Servings- 4 rolls
Sushi rice– 2 cups
Sea weed sheets
Sushi rice vinegar 2 tbsp
Tofu- 1 pack
Red chilli powder– 3/4 tsp
Lemon- 1 tsp
Oil- for shallow fry
Soy sauce– for dipping
Shallow fry long strips of tofu in a tablespoon of oil until golden brown and crispy, keep aside. Cut carrots and zucchini into long thin strips, coat the vegetables and tofu with little lemon, salt and red chilli powder and set aside. (My version of spicy sushi) 🙂
Cook rice according to the directions provided on the packet. The rice must be a bit mushy, once cooked mix it well with vinegar and keep aside.
On a flat surface, spread the sushi mat. Place the sea weed sheet on top (slightly toasted sheets gives a crispy texture) and add enough rice so that you cover 3/4th of the sheet.
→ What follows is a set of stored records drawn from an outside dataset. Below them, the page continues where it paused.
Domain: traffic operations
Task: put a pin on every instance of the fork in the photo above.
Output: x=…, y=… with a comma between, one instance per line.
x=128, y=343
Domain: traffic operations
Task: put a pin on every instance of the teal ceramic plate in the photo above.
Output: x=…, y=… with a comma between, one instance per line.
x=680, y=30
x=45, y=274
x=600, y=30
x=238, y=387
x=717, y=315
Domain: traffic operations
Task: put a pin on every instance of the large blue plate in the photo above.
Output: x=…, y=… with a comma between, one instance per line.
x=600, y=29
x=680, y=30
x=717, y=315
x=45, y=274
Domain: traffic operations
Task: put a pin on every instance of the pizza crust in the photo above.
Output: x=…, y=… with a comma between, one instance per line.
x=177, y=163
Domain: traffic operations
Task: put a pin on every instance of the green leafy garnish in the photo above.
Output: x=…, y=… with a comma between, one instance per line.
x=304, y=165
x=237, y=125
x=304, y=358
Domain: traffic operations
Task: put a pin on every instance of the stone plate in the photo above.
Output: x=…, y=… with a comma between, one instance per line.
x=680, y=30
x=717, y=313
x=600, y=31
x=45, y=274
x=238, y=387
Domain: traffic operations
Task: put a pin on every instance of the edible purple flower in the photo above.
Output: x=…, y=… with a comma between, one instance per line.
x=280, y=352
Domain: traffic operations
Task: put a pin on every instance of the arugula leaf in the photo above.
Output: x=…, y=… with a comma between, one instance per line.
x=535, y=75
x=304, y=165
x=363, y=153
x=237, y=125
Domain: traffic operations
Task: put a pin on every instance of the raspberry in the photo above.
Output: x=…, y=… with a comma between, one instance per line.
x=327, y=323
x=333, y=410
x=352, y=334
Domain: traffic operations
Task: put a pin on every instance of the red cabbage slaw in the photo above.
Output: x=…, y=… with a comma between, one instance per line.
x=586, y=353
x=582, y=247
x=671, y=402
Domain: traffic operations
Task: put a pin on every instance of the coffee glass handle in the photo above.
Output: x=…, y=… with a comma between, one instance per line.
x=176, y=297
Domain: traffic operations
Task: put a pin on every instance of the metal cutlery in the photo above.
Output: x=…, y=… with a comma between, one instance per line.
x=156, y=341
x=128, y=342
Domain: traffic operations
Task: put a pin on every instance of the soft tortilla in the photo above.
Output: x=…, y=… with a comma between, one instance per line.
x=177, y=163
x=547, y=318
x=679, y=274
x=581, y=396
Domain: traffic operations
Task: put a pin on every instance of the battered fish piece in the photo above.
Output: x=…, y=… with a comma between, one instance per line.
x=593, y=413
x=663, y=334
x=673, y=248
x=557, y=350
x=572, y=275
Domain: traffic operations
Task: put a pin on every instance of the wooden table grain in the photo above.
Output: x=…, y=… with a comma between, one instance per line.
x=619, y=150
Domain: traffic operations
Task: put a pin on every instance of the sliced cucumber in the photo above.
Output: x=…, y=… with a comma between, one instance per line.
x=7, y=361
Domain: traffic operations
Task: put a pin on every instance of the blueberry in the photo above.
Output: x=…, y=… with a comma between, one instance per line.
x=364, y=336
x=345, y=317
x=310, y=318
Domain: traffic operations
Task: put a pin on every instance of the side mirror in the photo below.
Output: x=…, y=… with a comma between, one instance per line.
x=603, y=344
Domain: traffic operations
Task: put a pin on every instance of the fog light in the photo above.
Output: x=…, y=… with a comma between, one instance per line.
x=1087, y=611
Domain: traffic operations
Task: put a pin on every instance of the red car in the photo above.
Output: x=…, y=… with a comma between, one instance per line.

Spread the rice grains 1 inch thick and make sure it’s tightly packed.
Place 3- 4 strips of carrots, zucchini, and tofu lengthwise on the rice on one edge.
Place your fingers next to the vegetables and start rolling it tightly until you reach the end where there is no rice. Tap the edge with little water and roll the sushi completely. Tapping with water allows the edge to stick well.
Now cut 1 inch of the edges on both side and keep aside, cut the rolls into bite size pieces. Dip the rolls in soy sauce and enjoy!